Regarding the North American English colonies’ Declaration of Independence, it finally became evident that “all men" only meant Europeans, specifically the North American English colonists and their English countrymen. That is, the colonists were equal with their fellow Englishmen and had their own right to “life, liberty, and the pursuit of happiness” - and to pursue those rights independently of the English crown’s control. Displaced Native Americans and African slave laborers were not included in “all men.” Our national forefathers’ Declaration of Independence was not a universal statement of human rights, as is often asserted and as I had assumed it to be. Racially based distinctions and economic profit are two of this country’s foundational values.
It is interesting to compare the earlier Virginia Declaration of Rights: “That all men are by nature equally free and independent and have certain inherent rights, of which, when they enter into a state of society, they cannot, by any compact, deprive or divest their posterity; namely, the enjoyment of life and liberty, with the means of acquiring and possessing property, and pursuing and obtaining happiness and safety.” Jefferson used his own colony’s wording as a template for the colonies’ collective declaration he was requested to compose. Note how the Virginia Declaration’s appeal to “natural” and “inherent” rights has been replaced, or upgraded, in the colonies’ collective declaration by an appeal to divine design: “all men are created equal [and] are endowed by their Creator with certain unalienable Rights.” The signers of the North American English colonies’ Declaration of Independence from England were claiming divine sanction and favor.

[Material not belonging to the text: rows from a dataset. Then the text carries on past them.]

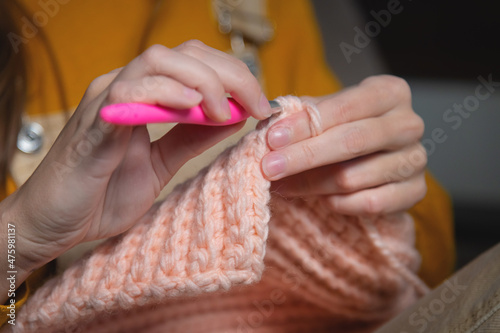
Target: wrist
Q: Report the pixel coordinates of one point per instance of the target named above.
(17, 257)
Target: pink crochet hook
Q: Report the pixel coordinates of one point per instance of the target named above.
(141, 114)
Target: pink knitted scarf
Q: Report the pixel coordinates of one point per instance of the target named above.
(198, 264)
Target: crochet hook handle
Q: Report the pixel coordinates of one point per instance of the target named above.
(141, 114)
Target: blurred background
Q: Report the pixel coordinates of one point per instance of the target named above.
(441, 48)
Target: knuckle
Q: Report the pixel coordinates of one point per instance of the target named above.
(308, 154)
(390, 87)
(422, 189)
(340, 110)
(355, 142)
(343, 181)
(373, 204)
(416, 126)
(97, 85)
(153, 54)
(193, 48)
(118, 92)
(418, 156)
(194, 43)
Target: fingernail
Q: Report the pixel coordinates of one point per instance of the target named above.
(279, 137)
(264, 106)
(273, 165)
(192, 94)
(226, 111)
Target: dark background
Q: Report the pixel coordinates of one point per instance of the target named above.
(440, 47)
(440, 39)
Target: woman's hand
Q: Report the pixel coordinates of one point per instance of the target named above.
(368, 159)
(98, 180)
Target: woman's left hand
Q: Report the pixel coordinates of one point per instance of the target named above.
(368, 159)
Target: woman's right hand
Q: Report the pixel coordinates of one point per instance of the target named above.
(98, 180)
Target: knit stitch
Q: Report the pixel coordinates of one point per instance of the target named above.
(198, 264)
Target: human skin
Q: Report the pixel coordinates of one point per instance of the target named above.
(99, 180)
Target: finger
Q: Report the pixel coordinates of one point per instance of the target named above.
(184, 142)
(97, 86)
(341, 143)
(161, 61)
(386, 199)
(209, 74)
(361, 173)
(371, 98)
(235, 76)
(154, 90)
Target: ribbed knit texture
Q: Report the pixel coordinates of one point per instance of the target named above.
(198, 264)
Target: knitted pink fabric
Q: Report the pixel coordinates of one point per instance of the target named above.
(198, 264)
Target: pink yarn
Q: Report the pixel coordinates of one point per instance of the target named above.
(198, 264)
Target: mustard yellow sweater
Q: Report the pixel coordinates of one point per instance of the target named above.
(91, 37)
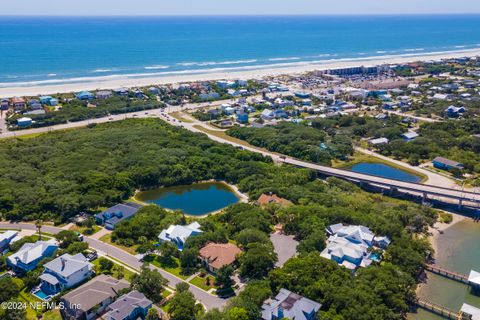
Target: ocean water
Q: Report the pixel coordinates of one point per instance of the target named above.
(50, 50)
(457, 251)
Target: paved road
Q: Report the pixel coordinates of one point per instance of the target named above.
(208, 300)
(467, 197)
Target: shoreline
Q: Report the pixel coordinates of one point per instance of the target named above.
(249, 72)
(242, 198)
(434, 240)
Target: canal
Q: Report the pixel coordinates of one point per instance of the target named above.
(197, 199)
(458, 251)
(384, 171)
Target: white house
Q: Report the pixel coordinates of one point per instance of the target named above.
(349, 245)
(179, 234)
(30, 254)
(6, 238)
(65, 272)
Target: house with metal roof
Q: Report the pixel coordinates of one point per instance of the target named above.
(131, 306)
(30, 254)
(65, 272)
(217, 255)
(289, 305)
(409, 136)
(84, 95)
(6, 238)
(349, 245)
(112, 216)
(178, 235)
(92, 298)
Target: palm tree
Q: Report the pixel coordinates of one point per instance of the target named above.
(38, 225)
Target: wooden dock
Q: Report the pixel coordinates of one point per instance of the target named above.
(447, 273)
(440, 310)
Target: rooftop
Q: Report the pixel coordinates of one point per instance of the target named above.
(220, 254)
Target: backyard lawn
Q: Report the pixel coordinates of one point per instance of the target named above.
(172, 265)
(202, 282)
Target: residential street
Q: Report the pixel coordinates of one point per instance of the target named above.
(208, 300)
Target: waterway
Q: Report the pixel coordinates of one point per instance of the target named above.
(384, 171)
(457, 251)
(197, 199)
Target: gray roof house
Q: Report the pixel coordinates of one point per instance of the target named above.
(179, 234)
(65, 272)
(117, 213)
(130, 306)
(289, 305)
(30, 254)
(91, 299)
(6, 238)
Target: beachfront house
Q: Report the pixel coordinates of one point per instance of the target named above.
(65, 272)
(5, 240)
(242, 118)
(349, 246)
(112, 216)
(217, 255)
(30, 254)
(104, 94)
(84, 95)
(131, 306)
(289, 305)
(123, 92)
(34, 104)
(378, 141)
(18, 103)
(267, 114)
(446, 164)
(4, 104)
(454, 112)
(24, 122)
(92, 298)
(409, 136)
(302, 95)
(178, 235)
(226, 84)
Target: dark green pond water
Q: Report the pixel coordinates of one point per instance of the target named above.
(196, 199)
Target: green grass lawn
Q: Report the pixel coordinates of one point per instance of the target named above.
(83, 230)
(172, 266)
(127, 274)
(52, 315)
(108, 239)
(202, 282)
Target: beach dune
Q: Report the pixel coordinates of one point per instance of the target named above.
(253, 72)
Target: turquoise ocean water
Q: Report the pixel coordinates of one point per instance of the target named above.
(51, 50)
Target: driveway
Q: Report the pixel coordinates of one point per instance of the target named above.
(285, 247)
(208, 300)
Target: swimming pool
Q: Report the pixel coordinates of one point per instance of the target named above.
(42, 295)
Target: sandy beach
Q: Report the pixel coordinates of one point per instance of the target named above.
(439, 227)
(250, 72)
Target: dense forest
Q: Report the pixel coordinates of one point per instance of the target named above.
(56, 175)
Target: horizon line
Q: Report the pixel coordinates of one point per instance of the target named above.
(238, 15)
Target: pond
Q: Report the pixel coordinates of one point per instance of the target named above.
(196, 199)
(384, 171)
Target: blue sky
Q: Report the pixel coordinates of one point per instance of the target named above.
(229, 7)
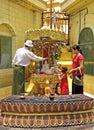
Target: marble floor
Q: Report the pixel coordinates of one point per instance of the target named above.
(84, 127)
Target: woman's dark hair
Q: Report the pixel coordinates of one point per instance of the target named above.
(77, 47)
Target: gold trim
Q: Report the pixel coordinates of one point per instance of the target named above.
(46, 114)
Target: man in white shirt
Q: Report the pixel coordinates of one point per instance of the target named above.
(21, 60)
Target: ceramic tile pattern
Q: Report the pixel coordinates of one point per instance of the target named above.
(84, 127)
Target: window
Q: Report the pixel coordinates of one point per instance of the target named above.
(5, 52)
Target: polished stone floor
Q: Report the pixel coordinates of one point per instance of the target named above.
(84, 127)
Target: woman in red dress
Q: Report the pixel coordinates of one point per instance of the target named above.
(77, 70)
(63, 81)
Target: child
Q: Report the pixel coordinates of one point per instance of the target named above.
(63, 81)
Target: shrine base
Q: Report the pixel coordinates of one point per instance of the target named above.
(40, 111)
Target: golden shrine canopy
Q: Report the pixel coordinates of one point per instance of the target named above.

The Christian belief that God specially and uniquely founded the United States of America emphasizes the Christian faith of the U.S. Founding Fathers. That belief also affirms the Christian foundation and character of “America” by pointing to the clear confessions of faith on our currency, “In God We Trust,” and in our pledge of allegiance, “One Nation under God.”
A more historically informed viewpoint will note that these two additional affirmations also arose in particular moments and for motives beyond simple faith affirmations. Originally stamped on coins for a brief period during the 1800s, the phrase “In God We Trust” was resurrected in the 1950s to be stamped on all U.S. currency, and was approved as the first official U.S. motto, to distinguish ourselves from the atheistic Soviets (and, for some, from FDR’s socialist-leaning “New Deal”). “Under God” was added to the pledge of allegiance at the same time for the same reasons.
U.S. history has different strands interwoven into a complex history. There is no single foundation or pure metanarrative of faith and heroism. There has been courageous faith, but there has also been racist genocide and enslavement of fellow human beings. Bringing divine design, favor, or blessing into national declarations runs the risk of trying to co-opt God simply for self-justification, self-benefit, and glossing over wrong.
We can smile at opposing fans praying for their players to score or to stop a score. Within U.S. history, however, generations have either benefited or suffered - and God has by no means sanctioned either unjust gain or oppression of people he loves. God is God, and in his presence “the nations [including the United States of America] are like a drop from a bucket, and are accounted as the dust on the scales” (Isaiah 40:15). God is the God of the whole world, not of any one country. We must recognize him as such, as well as see ourselves as white U.S.-Americans in his true light. Those of us who still doggedly hold onto the belief in an exceptional, divinely founded and blessed “America” must divest ourselves of such a faith that risks co-opting the one true and living God of the universe. Kyrie eleison.